Already on GitHub? Sign in to your account

Error while dialing dial tcp 127.0.0.1:2399: connect: connection refused #4728

Closed
moschlar opened this issue Dec 13, 2021 · 5 comments
Closed

Comments

@moschlar
Copy link

Environmental Info:
K3s Version:
k3s version v1.21.7+k3s1 (ac70570)
go version go1.16.10

Node(s) CPU architecture, OS, and Version:

Linux rancher-02 4.19.0-18-amd64 #1 SMP Debian 4.19.208-1 (2021-09-29) x86_64 GNU/Linux

Cluster Configuration:

2 servers, embedded etcd

Describe the bug:
Regularily seeing
{"level":"warn","ts":"2021-12-13T13:33:11.054+0100","caller":"grpclog/grpclog.go:60","msg":"grpc: addrConn.createTransport failed to connect to {http://127.0.0.1:2399 <nil> 0 <nil>}. Err :connection error: desc = \"transport: Error while dialing dial tcp 127.0.0.1:2399: connect: connection refused\". Reconnecting..."} in the k3s log.

@brandond
Copy link
Contributor

brandond commented Dec 13, 2021

Is this error preventing the node from starting up, or is it just filling the logs on an otherwise functional cluster member?

Note that 2 servers isn't a supported configuration when using etcd - you must have have an odd number in order to meet quorum requirements: https://etcd.io/docs/v3.5/faq/#why-an-odd-number-of-cluster-members

Can you confirm that you still run into this when using a supported number of servers?

cc @briandowns it looks like we might be leaking an etcd client somewhere?

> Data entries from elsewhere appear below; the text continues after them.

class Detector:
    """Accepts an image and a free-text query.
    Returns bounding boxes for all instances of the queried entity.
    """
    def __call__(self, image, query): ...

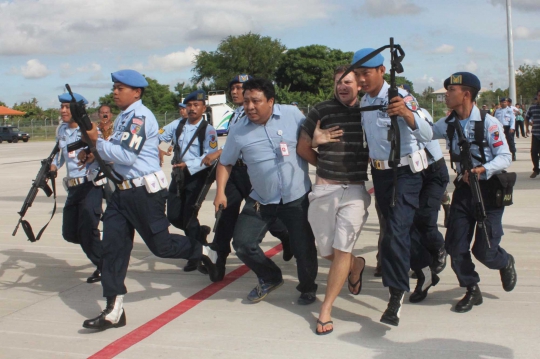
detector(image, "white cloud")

Assuming the cluster is working despite this message, it suggests that there's still a grpc client around trying to keepalive to the temporary etcd instance that gets set up to extract the bootstrap data.

@moschlar
Copy link
Author

Hi @brandond - thanks for your response!
(I know about the requirement for the odd number of nodes, this error just occured to me in the process of setting it up and I noted it at that stage).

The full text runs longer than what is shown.